The university libraries, the University Equality Service and the artist Mathilde Lauret are pleased to offer you the exhibition

“Odyssey of a Tranquility” by Mathilde Lauret

Tampon University Library

from August 26 to December 15, 2024

The exhibition is a moving testimony to the ability of deafness to transcend sensory limitations, offering a moment of calm, reflection and inspiration in an often noisy world. It highlights a unique personal journey in search of quietude within a tumultuous sound environment. Mathilde shares her inner journey, marked by the quest for calm and serenity amidst the daily chaos of sound that impacts the individual and nature. Her search for silences reflects her deep emotions and personal experiences, capturing the beauty, torment and power of these moments of tranquility. Through drawings, sculptures and other forms of artistic expression, she invites the public to discover the multiple dimensions of a silent world, creating a dialogue between sounds, images and perception. Visitors are invited to contemplate, meditate and feel the transformative power of silence, as well as the invisible impact of its parasitic noises on the environment.

Artist biography:

Mathilde Lauret is a deaf visual artist who uses the sounds of silence as the main medium in her artistic approach. She obtained her National Diploma of Plastic Expression (DNSEP) in September 2020, at the École Supérieure d'Art de La Réunion.
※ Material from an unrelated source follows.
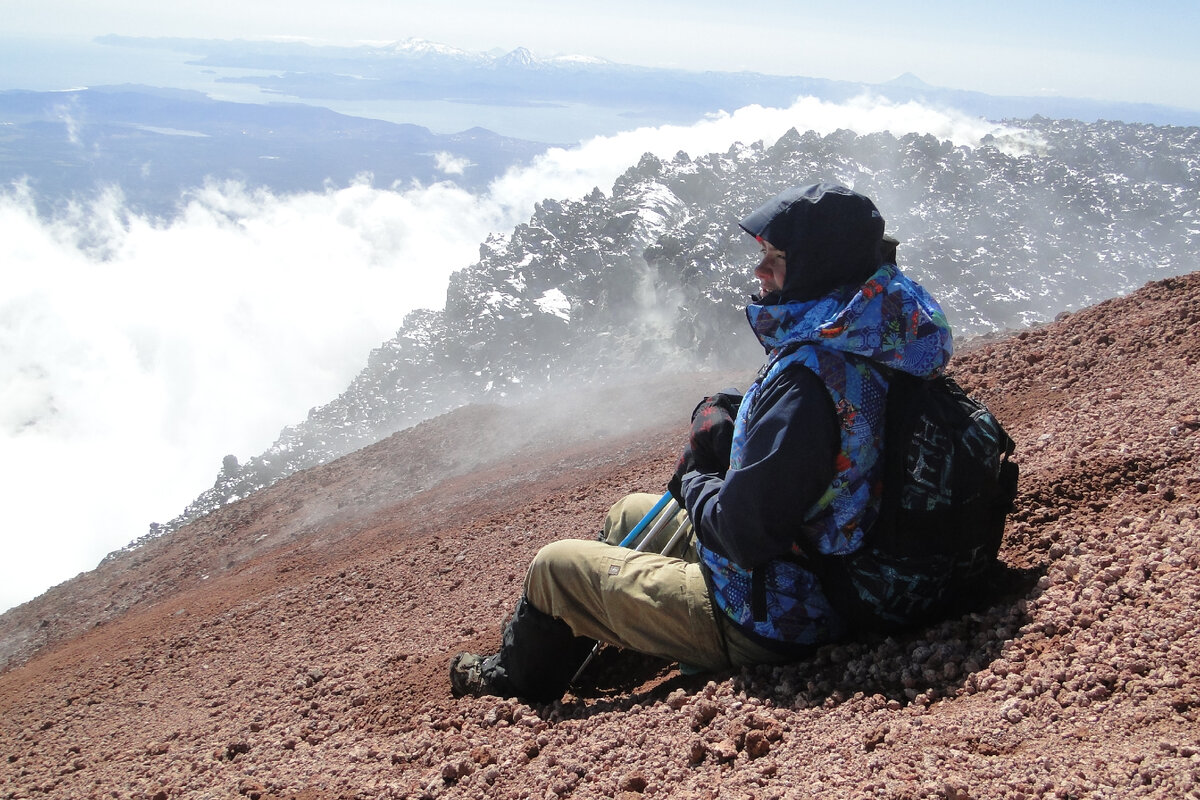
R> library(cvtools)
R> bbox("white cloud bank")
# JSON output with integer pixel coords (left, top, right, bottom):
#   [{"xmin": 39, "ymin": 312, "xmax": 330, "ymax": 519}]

Born the only profoundly deaf person in a Reunion-Creole family, she moved to the south of Reunion around the age of six, due to health concerns. She inherits many cultures, worlds and crossbreeding from Reunion: her main approach is in sound and visual installations, whether they contain videos, sculptures, sound, text, drawing, plants... today she questions labels imposed by a language, according to her, hearing, as well as the relationship of the body with the sound world. She continues to explore sound as an (in)audible, living and solid material in the form of poetic vibrations, since we never listen only with our ears.